Sunday, May 10, 2015

Pink Shoe Laces: Songs from my mother (UPDATED FOR 2015)

This record was an unlikely part of my music education.


Kids are inundated with music every day of their lives, of course. We sing to them and encourage them to sing, too, both at home and at school. There are thousands and thousands of recordings made specifically for kids. Children's music is a whole genre unto itself. Meanwhile, TV shows, films, and plays aimed at kids are generally very song-heavy. My musical upbringing, in retrospect, was very typical for American suburban children of my generation. I sang the usual Christmas carols and nursery rhyme-type songs, took piano lessons for a couple of years, learned how to play "Hot Cross Buns" on the recorder, and joined the school band when I was about 10 years old.

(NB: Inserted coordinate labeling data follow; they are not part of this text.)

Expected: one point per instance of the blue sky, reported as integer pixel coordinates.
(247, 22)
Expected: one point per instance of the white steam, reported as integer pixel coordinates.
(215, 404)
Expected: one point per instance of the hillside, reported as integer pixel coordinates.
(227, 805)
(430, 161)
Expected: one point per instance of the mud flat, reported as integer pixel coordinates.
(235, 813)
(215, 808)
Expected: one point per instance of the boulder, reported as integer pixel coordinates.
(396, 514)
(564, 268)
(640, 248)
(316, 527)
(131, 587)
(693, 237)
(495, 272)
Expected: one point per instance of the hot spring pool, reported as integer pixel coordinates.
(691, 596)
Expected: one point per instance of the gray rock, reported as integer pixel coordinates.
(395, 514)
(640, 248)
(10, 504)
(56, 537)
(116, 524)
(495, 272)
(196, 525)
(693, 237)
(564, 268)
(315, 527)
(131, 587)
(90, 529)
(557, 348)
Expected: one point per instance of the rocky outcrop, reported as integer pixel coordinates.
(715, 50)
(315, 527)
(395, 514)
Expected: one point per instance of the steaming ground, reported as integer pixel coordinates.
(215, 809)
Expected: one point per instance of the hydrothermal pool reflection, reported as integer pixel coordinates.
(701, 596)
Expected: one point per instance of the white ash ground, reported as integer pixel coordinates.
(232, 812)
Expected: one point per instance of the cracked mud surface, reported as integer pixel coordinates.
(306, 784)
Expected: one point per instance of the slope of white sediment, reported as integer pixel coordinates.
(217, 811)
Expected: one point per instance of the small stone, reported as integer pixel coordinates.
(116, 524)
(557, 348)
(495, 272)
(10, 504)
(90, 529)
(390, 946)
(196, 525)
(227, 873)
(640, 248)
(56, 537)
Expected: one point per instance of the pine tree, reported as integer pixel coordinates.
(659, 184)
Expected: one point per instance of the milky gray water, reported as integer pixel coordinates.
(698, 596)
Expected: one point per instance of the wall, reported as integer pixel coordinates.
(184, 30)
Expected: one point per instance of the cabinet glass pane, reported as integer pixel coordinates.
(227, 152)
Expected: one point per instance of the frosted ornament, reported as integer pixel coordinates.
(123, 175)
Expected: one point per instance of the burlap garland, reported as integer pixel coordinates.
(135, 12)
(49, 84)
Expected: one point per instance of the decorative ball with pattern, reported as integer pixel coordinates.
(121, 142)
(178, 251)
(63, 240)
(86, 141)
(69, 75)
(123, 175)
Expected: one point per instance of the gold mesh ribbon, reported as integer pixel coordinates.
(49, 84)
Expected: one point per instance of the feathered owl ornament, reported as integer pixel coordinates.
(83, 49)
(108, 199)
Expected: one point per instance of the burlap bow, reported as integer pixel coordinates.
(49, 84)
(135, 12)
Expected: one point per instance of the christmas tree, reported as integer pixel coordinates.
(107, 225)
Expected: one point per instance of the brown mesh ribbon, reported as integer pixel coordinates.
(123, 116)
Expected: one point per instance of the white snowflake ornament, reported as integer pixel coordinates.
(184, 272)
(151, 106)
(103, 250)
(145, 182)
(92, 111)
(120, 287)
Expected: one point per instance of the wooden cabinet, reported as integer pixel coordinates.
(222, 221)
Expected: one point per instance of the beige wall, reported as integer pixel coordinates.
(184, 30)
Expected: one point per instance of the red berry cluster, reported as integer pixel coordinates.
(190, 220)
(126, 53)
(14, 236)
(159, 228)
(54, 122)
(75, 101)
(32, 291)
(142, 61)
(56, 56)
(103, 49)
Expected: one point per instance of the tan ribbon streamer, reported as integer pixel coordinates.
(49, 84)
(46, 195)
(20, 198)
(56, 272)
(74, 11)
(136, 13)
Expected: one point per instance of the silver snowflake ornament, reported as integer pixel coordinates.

But my introduction to popular music was a little more unorthodox. It came in the form of a stack of scratchy, well-worn 45 RPM singles that my mother handed down to my sister and me. They'd been hers as a girl, and she wanted us to have them. My grandparents were restaurateurs in Northern Michigan in the 1950s, and they'd let my mom keep the records from the jukebox once they were done with them. Back in those days, jukebox play was an important gauge of a record's success, sort of like how digital downloads are today. From 1955 to 1957, Billboard even had a separate Most Played in Jukeboxes chart for pop songs. That was when rock 'n' roll music -- beloved by teenagers, detested by adults -- was first taking over the world. My mom grew up during those Back to the Future years. What a coup it was for her to get all those jukebox platters for free! How proud she must have been to play them for her friends at slumber parties and the like. Lucky for me, she held on to those cherished 45s. By the late 1970s, when she was a working mom with two kids of her own, she was able to give those records a second life. My sister and I played those twenty-plus-year-old tunes over and over on our dependable little Fisher Price record player in the basement. Of course, we managed to break a few (so sorry, "Peter Gunn Theme"; you were enjoyed), but I still have most of them in my possession today.

Dodie Stevens
Among those ancient records was "Pink Shoe Laces," a million-selling 1959 novelty smash by one-hit wonder Dodie Stevens, who recorded the sassy, lighthearted tune when she was only 13. It reached #3 on the national charts, but Dodie would never so much as graze the Top 40 ever again. She's still at it, though, as a singer and vocal coach more than half a century after her brief flurry of Eisenhower-era fame. The record itself is an odd one and must have baffled grownups at the time. Dodie more or less raps the verses, decades before that genre even existed. Lyrically, the song is about how smitten Dodie is with her older-sounding boyfriend (she claims she "love[s] him truly") because of his flashy wardrobe and material wealth. These would not have been typical sentiments in the stodgy romantic music of the era. (Think: "Love Is a Many Splendored Thing.") Only on a rock 'n' roll record could Dodie say such things. A typical lyric: "He takes me deep sea fishing in a submarine/We go to drive-in movies in a limousine/He's got a whirly-birdy and a twelve-foot yacht/Ahhh, but that's-a not all he's got!" Listening to the song with modern ears, it's tough not to take that last couplet as a double entendre, but we must remember that this was 1959! Still, though, perhaps in Dodie Stevens we can see a precursor of Ke$ha or at least Rebecca Black.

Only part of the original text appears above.